```
library(tidyverse)
library(infer)
hand <- read_csv("data/handedness.csv")
```

```
hand_prop <- hand %>%
count(handedness) %>%
mutate(proportion = n / sum(n)) %>%
pull(proportion)
hand_prop[1]
```

`## [1] 0.2077922`

The `handedness`

dataset contains a random sample of 77 Duke students with respect to their handedness status (one mixed-handed student was asked to choose which hand they primarily used to brush their teeth). It is documented that approximately 11 percent of the world is left-handed (Hardyck and Petrinovich, 1977 *Psychological Bulletin*). You are interested in whether Duke has a higher proportion of left-handed students than would be expected from the world average.

- Write out your null and alternative hypotheses in both words and symbols, being sure to define any notation used.

\[H_0: p = 0.11\] \[H_1: p > 0.11\]

\(H_0\) the proportion of students at Duke that are left-handed is equal to the world average of 0.11.

\(H_1\): the proportion of students at Duke that are left-handed is greater than the world average of 0.11.

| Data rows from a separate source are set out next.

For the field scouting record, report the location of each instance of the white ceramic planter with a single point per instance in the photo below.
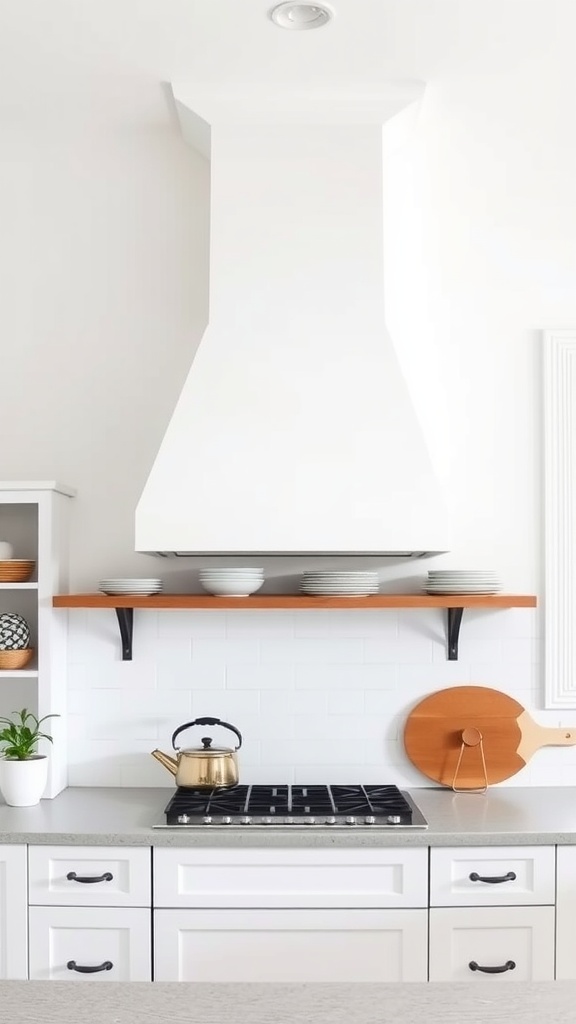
(23, 782)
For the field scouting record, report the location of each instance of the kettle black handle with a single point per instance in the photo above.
(207, 721)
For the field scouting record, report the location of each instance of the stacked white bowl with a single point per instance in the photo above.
(127, 586)
(232, 582)
(352, 583)
(462, 582)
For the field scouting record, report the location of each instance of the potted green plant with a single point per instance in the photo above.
(24, 772)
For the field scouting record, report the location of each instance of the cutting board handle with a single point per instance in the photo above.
(534, 736)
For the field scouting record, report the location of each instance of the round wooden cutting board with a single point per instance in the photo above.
(445, 727)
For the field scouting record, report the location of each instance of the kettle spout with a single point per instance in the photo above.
(165, 760)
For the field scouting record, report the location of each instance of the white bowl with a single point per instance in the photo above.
(232, 572)
(232, 588)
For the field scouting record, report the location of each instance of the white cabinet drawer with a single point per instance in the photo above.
(492, 938)
(467, 877)
(120, 876)
(262, 878)
(79, 944)
(290, 945)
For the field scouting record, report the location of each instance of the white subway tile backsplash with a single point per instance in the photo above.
(188, 676)
(345, 701)
(240, 650)
(259, 623)
(345, 623)
(197, 623)
(312, 650)
(410, 650)
(319, 695)
(227, 705)
(259, 677)
(348, 677)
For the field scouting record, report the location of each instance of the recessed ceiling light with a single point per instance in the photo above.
(300, 15)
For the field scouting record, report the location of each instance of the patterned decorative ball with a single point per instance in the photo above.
(14, 632)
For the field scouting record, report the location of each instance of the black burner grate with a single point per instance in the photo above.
(290, 800)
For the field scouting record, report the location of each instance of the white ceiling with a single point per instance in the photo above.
(105, 60)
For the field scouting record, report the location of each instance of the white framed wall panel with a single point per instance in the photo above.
(560, 517)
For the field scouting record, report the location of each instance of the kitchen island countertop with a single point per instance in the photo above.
(108, 816)
(181, 1003)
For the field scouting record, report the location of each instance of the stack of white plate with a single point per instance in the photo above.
(232, 583)
(127, 586)
(462, 582)
(352, 583)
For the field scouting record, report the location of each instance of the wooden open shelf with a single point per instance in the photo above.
(295, 601)
(454, 604)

- Conduct a simulation-based test of your hypotheses in Exercise 1, using 5,000 simulations (set a random seed of
`12345`

) and report your p-value.

```
set.seed(12345)
null_dist <- hand %>%
specify(response = handedness, success = "left") %>%
hypothesize(null = "point", p = .11) %>%
generate(reps = 5000, type = "simulate") %>%
calculate(stat = "prop")
```

```
null_dist %>%
visualise() +
shade_p_value(obs_stat = hand_prop[1], direction = "greater")
```

```
null_dist %>%
filter(stat >= hand_prop[1]) %>%
summarise(p_value = n() / nrow(null_dist))
```

```
null_dist %>%
get_p_value(obs_stat = hand_prop[1], direction = "greater")
```

- What do you conclude in the context of your research question?

Let \(\alpha = 0.01\).

Since the p-value is less than \(\alpha\), we reject the null hypothesis at the 0.01 significance level. We have enough strong enough evidence to suggest that the true population proportion of Duke students that are left-handed is not equal to 0.11 at the 0.01 significance level.

- Stage your modified files.
- Commit your changes with an informative message.
- Push your changes to your GitHub repo.
- Verify your files were updated on GitHub.